My hair is an absolute rats nest from the combination of dry air and being subjected to my hat for the last three days. I lose 1/2 of my hair in an attempt to get through it.
This is our first opportunity to experience a hot shower so we go for it. Unfortunately, the shower is trickling and is scalding hot. This leaves the back side of your body on fire and the front side like ice because the air is below freezing. I actually manage to scald my bum but sure as hell don't investigate
at the time because it's a mad rush to clothe as soon as possible after getting out of there. It's a miracle that my Nepali hair dryer works in the plug. Tahmeena and I use the opportunity to dry our hair, hands, faces, and feet in a desperate attempt to get and stay warm. It works while the dryer is on at least.
We're hungry. There is rice porridge on the menu at this little food place, but they don't have it available. What a tease. With porridge on our minds, we comb town on a grand porridge hunt but to no success. We end up back at the place where we started admit defeat. We go for veg fried rice as an alternative, and it actually ends up being quite tasty. So not 100% disappointed.
We walk to town for our first monastery tour. The place is huge, with thousands of monks calling it home. It was built in the 1400s, before America was established as a country as we now know it. The place is home to the largest bronze statue in the world, and is of the Future Buddha. Each of the temples have vast
yak butter offerings in which wicks are placed and lit. So the yak butter acts as a fuel. Interesting. In the temples, you must also remove your hats (problem), and not take any photos unless you're willing to pay 1500 Yuan ($200). Okay now that's a bit ridiculous.

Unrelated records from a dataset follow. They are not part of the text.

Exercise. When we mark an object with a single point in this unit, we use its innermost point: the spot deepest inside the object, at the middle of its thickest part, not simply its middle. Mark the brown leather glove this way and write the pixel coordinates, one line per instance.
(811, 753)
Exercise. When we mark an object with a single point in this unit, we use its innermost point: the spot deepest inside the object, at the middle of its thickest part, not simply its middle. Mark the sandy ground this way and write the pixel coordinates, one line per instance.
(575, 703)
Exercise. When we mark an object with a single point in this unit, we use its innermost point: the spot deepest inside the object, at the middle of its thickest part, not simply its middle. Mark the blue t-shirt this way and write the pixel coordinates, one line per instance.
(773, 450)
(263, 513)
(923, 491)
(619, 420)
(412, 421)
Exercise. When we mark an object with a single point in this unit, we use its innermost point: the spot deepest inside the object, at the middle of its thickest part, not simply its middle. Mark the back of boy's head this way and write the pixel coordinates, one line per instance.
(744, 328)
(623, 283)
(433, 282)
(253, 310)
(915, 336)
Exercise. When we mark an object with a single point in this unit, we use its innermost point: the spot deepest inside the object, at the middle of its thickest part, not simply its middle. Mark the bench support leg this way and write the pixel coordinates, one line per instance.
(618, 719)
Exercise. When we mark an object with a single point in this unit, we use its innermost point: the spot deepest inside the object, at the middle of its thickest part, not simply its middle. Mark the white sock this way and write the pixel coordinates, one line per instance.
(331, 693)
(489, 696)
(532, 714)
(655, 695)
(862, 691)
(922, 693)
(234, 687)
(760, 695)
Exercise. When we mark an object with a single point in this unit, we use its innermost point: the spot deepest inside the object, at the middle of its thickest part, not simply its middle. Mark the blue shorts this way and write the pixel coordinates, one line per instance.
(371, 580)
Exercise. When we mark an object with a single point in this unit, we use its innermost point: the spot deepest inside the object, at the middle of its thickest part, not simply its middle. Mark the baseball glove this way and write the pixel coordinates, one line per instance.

In the temples, people provide different types of offerings to the buddhas for different types of good luck. At one point, we pass through a very dark tunnel in which you cannot see a thing, in which you simply have to trust yourself. There are also many narrow passageways. There happens to be a monk meeting while we are there, in which the monks are outfitted in funny Renaissance-type gear.
The time comes to head out but you are only supposed to traverse the campus clockwise, or you'll be doomed with bad luck. We cannot immediately find a clockwise exit so hang about for a bit hoping for some sort of divine intervention. No such luck. Eventually, we sniff out a route along the perimeter of the monastery where we run into the cleanup crew- lots of little people with lots of little brooms.
In town, I pick up
the best slippers known to mankind. My feet were cold but they shall be no longer. The Tibetan shops sell lots of beads, knick-knacks, oriental coats, socks, and long underwear. Everyone stares at us as if they've never seen white people before- we're such a novelty! However, they're also very friendly- smiling and saying hello in Tibetan. There are monks out shopping, jesting with one another, smiling a lot- very laid back in general, who knew?
We desperately need heat, food and tea and eventually come across this big place with a proper heater where I'm served the largest spring rolls of all time (aren't they supposed to be small?). Back in the cold room, we are shaking. In the middle of the night, I manage to lose my extra cover, get completely tangled in my sleeping bag, and cannot get any oxygen with my face covered. Was a battle of a night.